Alkhoori has designed a catalytic material used to convert carbon dioxide — a greenhouse gas — to methane, which is the cleanest burning fossil fuel. Methane provides a comparative environmental benefit, producing more heat and light energy by mass than other hydrocarbon, or fossil fuel, including coal and petroleum oils, while producing significantly less carbon dioxide and other pollutants that contribute to smog and unhealthy air.
Alkhoori is currently in the process of patenting her discovery. With a high cost-performance ratio, catalysts are green and eco-friendly and can be used to produce clean fuel to power rockets, turbines, car engines and even ovens in homes.
Driven by curiosity
According to Ayesha, her work has always been driven by curiosity and problem-solving. “As an Emirati PhD student of Materials Science and Engineering, I strive to come up with solutions to problems of global warming, energy shortage and environmental pollution worldwide,” she said. “My research is aligned with the global efforts in limiting the temperature rise below 2°C as well as the UAE’s Net Zero 2050 strategic initiative in cutting emissions as close to zero as possible.”
Finding her passion as an undergraduate student, Ayesha evaluated the properties of ceramic materials and then became a mechanical engineering graduate student, working on designing catalysts for fuel cells and teaching undergraduate students. The work inspired her to pursue a career in academic science and she applied for a PhD in Materials Science and Engineering at Khalifa University in 2019.

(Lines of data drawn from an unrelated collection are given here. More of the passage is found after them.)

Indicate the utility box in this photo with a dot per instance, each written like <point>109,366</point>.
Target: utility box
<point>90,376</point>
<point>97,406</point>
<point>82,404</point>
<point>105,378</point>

She said winning the L’Oréal-UNESCO For Women in Science award was a huge honour. “It is a testament to my dedication and hard work and an affirmation that I have chosen a career path I am truly passionate about,” she said. “With this prize, I will be able to develop new materials for CO2 capture and conversion to fuels and understand the underlying material’s properties.”on
The Emirati researcher says she is now working towards bigger goals. “The next steps are to focus on optimizing the current systems that I have designed and test them on a bigger scale approaching industrial conditions,” she said.
The L’Oréal-Unesco award
Instituted 24 years ago, the L’Oréal-UNESCO For Women in Science award recognises women scientists, who continue to be largely under represented in the research community representing only 33% of researchers globally.
In the GCC, the programme succeeded in championing the power of female Arab scientists, with five out of its 45 winners having won international recognition.
According to Laurent Duffier, Managing Director of L’Oréal Middle East, there is a rigorous process in place to pick the winner. “The selection process is led by a renowned jury of scientific experts from prestigious institutions in the Middle East,” he said.
“The jury takes into consideration certain criteria such as the candidate’s outstanding academic record, the quality of the project, the research innovative approach and expected outcome, and the abidance of the international ethical regulations, to name a few.”
This year, five female scientists were recognized for their research of which three are from the UAE. Hessa Ebrahim Ali Alfalahi was awarded for her research on the early detection and diagnosis of depression and Parkinson’s using AI while Dr. Raefa Abou Khouzam was felicitated for her research on investigating new treatment strategies in pancreatic cancer.